Tout le monde se demandait : “Pourquoi ? Nous voulons des plats occidentaux et vous venez nous voir avec ces plats ennuyeux”, s’amuse Ska en se remémorant son voyage. Je me suis dit : “Écoutez, je veux juste le faire. Je veux juste que ce soit documenté. Je veux que ce soit là pour mes enfants, pour mes arrière, arrière, arrière-petits-enfants. Pour les générations futures”, a-t-elle répondu.
“Je n’ai jamais su comment les cuisiner”
À son retour, la cheffe Ska a standardisé les recettes et les a rassemblées dans un livre de cuisine intitulé Cuisine of the Mountain Kingdom : Cooking in Lesotho (Cuisine du royaume des montagnes : Cuisiner au Lesotho), qu’elle a ensuite publié à compte d’auteur. Rédigé en anglais, ce livre a piqué la curiosité des lecteurs au-delà des frontières du Lesotho : les interviews de la cheffe Ska ont été publiées dans des revues africaines, asiatiques et européennes.
“Quand je me suis auto éditée, c’était juste pour garder l’information”, se souvient-elle. “Je ne savais pas que le livre aurait autant de succès, j’étais étonnée que personne n’ait eu l’idée d’écrire un tel livre auparavant”, affirme-t-elle. En 2012, Ska a remporté le prestigieux Gourmet Cookbook Award pour le meilleur livre de cuisine africaine. Mais le retour le plus remarquable est venu du peuple basotho lui-même.
Les basothos disaient : “Je n’ai jamais su comment préparer ce plat. Ma grand-mère avait l’habitude de le préparer, elle est décédée avant qu’elle puisse m’apprendre la recette”.
Aider les agriculteurs des hauts plateaux
Complètement entouré par l’Afrique du Sud, le Lesotho est fortement dépendant de son riche voisin pour ses ressources, y compris les envois de fonds. En essayant de cuisiner des recettes traditionnelles, Ska a réalisé l’ampleur du défi que représente l’obtention d’ingrédients cultivés localement. Les petits exploitants agricoles ont du mal à acheminer leurs produits vers les villes, qui se rabattent sur les produits importés.
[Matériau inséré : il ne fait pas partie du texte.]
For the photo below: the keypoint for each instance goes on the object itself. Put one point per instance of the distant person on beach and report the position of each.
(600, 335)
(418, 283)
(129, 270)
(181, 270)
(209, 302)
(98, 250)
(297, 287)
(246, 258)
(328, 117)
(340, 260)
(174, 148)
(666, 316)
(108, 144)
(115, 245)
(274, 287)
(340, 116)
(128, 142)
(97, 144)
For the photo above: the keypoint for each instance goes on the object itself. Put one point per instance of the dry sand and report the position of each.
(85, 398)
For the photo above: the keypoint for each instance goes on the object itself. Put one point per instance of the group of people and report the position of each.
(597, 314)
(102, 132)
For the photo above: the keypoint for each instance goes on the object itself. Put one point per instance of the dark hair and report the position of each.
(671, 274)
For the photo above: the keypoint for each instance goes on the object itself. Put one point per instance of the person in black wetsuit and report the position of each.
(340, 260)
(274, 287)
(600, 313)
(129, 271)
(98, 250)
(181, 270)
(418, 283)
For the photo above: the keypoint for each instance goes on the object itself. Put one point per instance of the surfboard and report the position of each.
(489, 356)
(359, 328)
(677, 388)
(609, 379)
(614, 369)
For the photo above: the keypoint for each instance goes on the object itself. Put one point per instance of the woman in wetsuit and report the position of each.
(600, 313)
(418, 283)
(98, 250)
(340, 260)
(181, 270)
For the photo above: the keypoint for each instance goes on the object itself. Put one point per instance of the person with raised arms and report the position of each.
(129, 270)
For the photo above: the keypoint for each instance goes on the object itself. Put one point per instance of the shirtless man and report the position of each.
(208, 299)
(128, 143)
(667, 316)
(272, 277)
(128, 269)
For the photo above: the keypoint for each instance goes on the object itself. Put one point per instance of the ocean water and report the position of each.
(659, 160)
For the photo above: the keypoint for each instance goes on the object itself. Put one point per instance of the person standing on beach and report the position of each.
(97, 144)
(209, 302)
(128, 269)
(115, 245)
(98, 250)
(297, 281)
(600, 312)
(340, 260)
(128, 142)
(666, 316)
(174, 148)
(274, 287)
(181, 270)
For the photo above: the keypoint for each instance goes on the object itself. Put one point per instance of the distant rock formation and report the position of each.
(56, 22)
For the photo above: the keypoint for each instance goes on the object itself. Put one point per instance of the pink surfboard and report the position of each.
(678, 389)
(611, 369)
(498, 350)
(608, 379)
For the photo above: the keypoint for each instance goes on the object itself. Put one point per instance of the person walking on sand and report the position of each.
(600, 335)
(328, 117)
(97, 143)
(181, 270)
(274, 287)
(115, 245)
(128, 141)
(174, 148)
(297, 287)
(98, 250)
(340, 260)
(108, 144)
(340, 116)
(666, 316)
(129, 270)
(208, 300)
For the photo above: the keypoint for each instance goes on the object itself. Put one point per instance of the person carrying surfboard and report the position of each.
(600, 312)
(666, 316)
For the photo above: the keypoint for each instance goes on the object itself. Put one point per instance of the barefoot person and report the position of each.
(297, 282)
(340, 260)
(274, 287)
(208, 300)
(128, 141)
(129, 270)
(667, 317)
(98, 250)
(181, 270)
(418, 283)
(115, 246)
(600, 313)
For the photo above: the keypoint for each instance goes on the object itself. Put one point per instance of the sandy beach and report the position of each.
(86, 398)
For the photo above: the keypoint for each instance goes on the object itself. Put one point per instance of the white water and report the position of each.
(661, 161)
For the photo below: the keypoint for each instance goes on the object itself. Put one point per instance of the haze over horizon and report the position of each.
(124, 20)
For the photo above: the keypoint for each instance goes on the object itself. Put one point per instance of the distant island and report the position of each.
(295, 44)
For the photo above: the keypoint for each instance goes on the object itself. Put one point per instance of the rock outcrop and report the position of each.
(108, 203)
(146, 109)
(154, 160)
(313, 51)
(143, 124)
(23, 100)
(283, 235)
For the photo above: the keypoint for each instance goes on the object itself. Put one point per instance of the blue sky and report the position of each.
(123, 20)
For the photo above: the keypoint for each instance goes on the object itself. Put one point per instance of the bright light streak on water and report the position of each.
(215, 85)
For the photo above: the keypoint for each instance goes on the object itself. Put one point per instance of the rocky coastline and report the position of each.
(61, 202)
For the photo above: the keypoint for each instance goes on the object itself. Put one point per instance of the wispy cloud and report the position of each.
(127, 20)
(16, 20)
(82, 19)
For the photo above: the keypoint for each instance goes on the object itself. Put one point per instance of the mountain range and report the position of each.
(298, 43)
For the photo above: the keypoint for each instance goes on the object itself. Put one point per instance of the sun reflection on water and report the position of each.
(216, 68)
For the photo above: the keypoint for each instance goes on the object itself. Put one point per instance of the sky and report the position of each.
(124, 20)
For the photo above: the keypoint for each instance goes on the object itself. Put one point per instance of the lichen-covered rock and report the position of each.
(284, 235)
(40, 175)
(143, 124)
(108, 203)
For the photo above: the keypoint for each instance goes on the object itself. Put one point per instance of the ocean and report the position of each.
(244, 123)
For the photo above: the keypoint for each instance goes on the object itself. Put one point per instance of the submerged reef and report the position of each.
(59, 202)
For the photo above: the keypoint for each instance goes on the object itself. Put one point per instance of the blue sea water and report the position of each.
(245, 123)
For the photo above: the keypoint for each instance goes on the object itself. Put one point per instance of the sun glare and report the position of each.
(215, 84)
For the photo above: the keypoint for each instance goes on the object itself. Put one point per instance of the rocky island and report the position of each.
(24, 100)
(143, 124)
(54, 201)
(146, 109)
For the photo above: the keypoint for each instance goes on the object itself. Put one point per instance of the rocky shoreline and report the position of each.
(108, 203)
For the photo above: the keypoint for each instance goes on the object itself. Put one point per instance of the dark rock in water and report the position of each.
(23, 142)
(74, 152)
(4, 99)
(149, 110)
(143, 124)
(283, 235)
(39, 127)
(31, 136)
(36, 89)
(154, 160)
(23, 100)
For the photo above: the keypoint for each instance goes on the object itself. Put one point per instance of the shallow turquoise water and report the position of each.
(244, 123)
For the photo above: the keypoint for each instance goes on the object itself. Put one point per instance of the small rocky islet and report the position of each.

“La pandémie de Covid-19 nous a montré les dangers de dépendre des importations, puisque les frontières ont été fermées”, souligne-t-elle. “Nous travaillons maintenant très, très dur pour récupérer la souveraineté alimentaire, pour nous assurer que nous nous nourrissons nous-mêmes”, a-t-elle déclaré. Une fois que Ska a fini d’écrire son livre, elle a commencé à sensibiliser les agriculteurs sur l’importance de la production et de la distribution d’ingrédients locaux.